How can this be done? Lightman strongly believes in networks. One of the main attractions to joining the union, he says, was the opportunity to rub shoulders with leading education thinkers. But he worries that important ideas are being cast aside unnecessarily when people could instead learn from them.
“There is a generation of teachers who have come through the coalition period who dismiss things from the past, but not everything the Labour party did was bad. There are things maybe they wouldn’t do again on reflection, but that will be true of this government. I think we should be learning from all generations.”

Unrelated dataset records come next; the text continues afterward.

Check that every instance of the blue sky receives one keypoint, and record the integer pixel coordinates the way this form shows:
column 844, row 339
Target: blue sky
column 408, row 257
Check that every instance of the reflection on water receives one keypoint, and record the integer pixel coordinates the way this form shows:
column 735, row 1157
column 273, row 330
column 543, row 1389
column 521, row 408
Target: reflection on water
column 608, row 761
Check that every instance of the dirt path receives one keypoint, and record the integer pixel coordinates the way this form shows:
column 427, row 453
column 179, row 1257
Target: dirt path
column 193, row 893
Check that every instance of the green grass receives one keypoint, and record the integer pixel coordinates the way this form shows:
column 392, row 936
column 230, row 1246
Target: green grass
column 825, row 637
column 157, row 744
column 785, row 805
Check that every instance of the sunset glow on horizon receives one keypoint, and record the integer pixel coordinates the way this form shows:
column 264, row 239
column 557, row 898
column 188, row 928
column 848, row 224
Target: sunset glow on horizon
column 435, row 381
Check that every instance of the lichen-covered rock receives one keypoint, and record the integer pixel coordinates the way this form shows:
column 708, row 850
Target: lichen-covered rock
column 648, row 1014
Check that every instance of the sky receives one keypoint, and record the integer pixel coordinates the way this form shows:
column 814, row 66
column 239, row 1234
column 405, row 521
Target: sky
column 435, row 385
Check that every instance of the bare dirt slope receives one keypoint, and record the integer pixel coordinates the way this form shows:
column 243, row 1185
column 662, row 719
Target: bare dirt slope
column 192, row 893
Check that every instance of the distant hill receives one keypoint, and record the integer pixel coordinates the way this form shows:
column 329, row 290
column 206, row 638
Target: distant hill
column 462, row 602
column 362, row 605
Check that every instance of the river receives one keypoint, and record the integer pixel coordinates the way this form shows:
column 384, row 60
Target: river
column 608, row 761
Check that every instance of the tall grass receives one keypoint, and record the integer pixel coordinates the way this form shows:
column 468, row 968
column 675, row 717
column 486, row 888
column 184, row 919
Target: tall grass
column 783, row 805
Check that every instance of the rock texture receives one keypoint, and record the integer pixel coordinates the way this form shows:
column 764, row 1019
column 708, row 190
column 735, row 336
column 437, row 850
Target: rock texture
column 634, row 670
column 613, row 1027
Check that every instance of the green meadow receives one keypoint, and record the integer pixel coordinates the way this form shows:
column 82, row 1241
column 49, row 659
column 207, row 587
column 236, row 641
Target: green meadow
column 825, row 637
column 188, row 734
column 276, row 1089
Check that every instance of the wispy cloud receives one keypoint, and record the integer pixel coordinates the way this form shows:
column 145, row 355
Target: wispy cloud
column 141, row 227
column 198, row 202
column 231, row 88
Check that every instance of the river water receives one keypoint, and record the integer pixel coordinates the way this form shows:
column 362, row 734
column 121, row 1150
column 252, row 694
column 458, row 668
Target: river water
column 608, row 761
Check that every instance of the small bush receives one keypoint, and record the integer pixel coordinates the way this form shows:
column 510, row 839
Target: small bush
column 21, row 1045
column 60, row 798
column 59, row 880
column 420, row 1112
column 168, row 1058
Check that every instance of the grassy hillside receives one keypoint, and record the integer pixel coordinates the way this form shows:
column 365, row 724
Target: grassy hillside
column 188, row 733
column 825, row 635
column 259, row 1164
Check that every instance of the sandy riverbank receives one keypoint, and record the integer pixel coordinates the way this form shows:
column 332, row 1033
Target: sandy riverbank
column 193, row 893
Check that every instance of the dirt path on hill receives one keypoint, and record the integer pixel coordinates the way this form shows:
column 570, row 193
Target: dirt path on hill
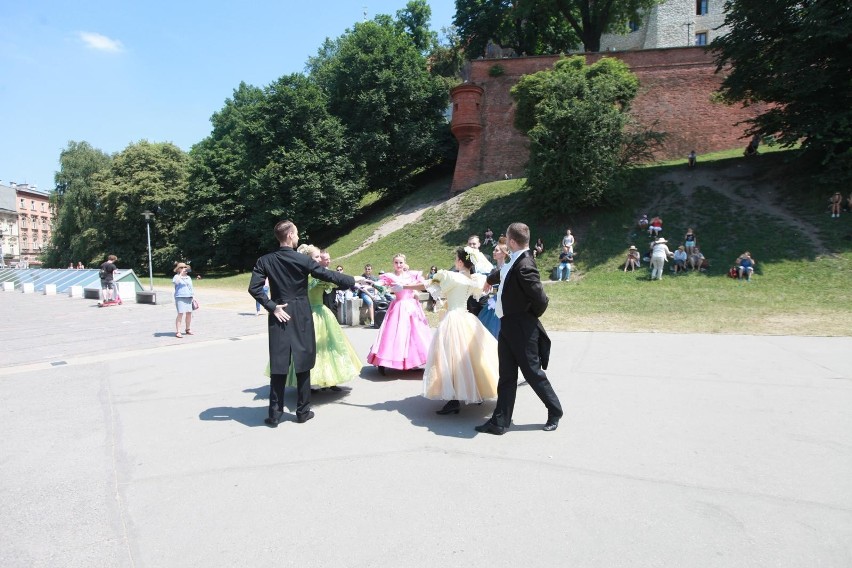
column 401, row 219
column 738, row 184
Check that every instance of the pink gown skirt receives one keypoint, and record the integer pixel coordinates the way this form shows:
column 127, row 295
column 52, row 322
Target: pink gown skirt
column 404, row 337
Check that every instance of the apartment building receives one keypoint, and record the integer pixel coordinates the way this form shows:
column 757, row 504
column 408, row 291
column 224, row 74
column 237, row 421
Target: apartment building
column 25, row 223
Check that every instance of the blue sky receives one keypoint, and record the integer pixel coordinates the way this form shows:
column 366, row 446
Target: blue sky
column 114, row 73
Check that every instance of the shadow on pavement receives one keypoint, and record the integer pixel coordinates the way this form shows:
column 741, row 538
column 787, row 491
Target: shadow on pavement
column 421, row 412
column 246, row 415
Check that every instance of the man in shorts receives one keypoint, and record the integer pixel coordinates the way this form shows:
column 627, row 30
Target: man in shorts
column 107, row 278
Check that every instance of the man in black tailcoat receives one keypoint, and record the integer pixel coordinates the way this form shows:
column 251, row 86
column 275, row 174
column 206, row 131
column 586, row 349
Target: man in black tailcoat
column 522, row 342
column 291, row 332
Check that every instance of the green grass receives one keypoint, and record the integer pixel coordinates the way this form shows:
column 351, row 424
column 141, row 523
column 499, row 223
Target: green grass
column 797, row 290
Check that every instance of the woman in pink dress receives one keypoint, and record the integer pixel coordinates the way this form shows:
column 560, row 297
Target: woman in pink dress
column 404, row 337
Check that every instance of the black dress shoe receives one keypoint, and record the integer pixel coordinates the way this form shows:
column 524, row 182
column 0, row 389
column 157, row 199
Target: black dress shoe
column 275, row 419
column 490, row 428
column 451, row 407
column 302, row 418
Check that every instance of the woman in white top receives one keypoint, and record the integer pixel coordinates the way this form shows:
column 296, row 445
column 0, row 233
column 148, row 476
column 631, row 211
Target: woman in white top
column 183, row 298
column 659, row 254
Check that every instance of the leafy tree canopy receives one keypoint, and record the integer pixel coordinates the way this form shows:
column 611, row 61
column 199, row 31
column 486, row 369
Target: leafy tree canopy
column 592, row 18
column 543, row 27
column 529, row 27
column 576, row 118
column 144, row 176
column 274, row 153
column 378, row 85
column 794, row 55
column 76, row 235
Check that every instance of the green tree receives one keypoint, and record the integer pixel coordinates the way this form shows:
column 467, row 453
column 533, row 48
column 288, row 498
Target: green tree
column 76, row 231
column 544, row 27
column 591, row 18
column 378, row 85
column 414, row 21
column 794, row 55
column 447, row 56
column 576, row 117
column 144, row 176
column 274, row 153
column 530, row 27
column 221, row 183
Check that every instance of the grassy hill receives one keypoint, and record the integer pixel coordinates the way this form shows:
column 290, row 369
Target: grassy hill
column 804, row 258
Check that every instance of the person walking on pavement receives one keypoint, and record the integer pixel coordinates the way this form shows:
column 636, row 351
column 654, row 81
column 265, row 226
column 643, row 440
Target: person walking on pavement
column 291, row 332
column 522, row 343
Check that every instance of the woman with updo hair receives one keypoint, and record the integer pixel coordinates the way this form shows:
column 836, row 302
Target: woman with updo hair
column 404, row 335
column 462, row 364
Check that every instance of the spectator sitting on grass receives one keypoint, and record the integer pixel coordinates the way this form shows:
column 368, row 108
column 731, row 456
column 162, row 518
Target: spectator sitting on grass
column 656, row 227
column 745, row 266
column 632, row 262
column 679, row 260
column 566, row 257
column 836, row 201
column 696, row 259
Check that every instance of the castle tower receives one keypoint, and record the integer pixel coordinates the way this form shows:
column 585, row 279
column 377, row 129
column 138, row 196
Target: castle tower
column 466, row 126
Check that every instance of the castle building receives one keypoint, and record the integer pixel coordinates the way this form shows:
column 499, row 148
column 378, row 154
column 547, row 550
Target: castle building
column 674, row 23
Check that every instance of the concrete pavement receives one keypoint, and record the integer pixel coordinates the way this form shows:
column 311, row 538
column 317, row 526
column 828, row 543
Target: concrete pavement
column 124, row 446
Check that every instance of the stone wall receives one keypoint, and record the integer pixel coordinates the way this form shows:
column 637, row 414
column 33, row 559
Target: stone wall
column 676, row 85
column 665, row 25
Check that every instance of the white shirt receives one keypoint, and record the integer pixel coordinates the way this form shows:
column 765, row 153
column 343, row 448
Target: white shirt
column 498, row 306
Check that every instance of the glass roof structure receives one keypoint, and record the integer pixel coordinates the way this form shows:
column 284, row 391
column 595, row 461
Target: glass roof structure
column 63, row 278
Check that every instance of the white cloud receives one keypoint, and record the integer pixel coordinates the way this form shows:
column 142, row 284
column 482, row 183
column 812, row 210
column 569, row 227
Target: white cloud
column 101, row 42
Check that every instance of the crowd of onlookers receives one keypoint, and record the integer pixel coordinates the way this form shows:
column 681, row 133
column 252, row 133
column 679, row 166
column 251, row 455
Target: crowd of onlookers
column 687, row 256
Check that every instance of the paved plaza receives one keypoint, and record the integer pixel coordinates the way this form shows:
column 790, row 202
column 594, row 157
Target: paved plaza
column 123, row 446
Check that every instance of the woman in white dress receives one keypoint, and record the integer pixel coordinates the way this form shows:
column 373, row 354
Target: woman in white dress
column 462, row 364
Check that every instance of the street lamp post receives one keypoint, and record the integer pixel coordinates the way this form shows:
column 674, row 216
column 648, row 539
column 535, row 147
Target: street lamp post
column 148, row 216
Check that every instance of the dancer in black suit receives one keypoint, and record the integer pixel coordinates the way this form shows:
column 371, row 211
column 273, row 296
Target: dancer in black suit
column 291, row 332
column 522, row 342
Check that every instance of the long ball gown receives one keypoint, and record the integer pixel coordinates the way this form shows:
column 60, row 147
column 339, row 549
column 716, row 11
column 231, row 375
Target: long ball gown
column 404, row 336
column 337, row 361
column 463, row 362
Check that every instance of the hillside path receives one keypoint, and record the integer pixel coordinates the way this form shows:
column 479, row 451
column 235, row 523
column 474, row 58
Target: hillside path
column 738, row 185
column 405, row 217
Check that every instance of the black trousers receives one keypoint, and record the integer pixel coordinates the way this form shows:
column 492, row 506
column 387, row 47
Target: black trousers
column 303, row 393
column 523, row 355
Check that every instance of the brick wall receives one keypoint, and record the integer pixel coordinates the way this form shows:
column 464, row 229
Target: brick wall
column 675, row 89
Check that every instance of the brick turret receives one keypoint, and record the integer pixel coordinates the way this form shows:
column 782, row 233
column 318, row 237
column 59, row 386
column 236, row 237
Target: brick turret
column 467, row 128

By the time the meal is over I want to ask, one more time, about what it’s like to be in charge of a union. He gives one final lesson: “Someone once said, ‘Whatever you think about people’s politics, don’t question their commitment to making the education system better’ – and that’s right. I have conversations with ministers, and I disagree with them, but I don’t ever question their commitment.
“All I want is to be part of the discussion and help change things for the better, if they need changing at all.”
In future he says he will be “part of the discussion” by looking to coach new heads and considering other opportunities. You get the sense he will miss doing it as a union leader.
IT’S A PERSONAL THING
What is your favourite book?
I don’t have a favourite book. I suppose if I were going to be locked in a room forever and could only ever read one type of book again I would go for Thomas Hardy. It’s like he opens a crack in time, something happens and something goes wrong, and then the novel puts it back together again.
What’s the most memorable party you ever attended?
This is name dropping! My closest schoolfriend’s brother was in Genesis and so, quite often, we went to their after parties. I remember one where there were all these famous people there, I would be about 17, and I remember a band member of The Sweet – he was very charismatic with long blonde hair – and I didn’t know who he was! He was deeply offended.
What is your favourite childhood toy?
I was given a tape recorder, with reel-to-reel three-inch tapes, from a friend of the family. It was very generous. I was only eight or nine. I loved recording things and hearing them back.
If you were invisible for a day, what would you do?
I would go to places you couldn’t go to normally and hear what was going on. I think I’d hover in the corner of the Cabinet Office and find out what they were saying!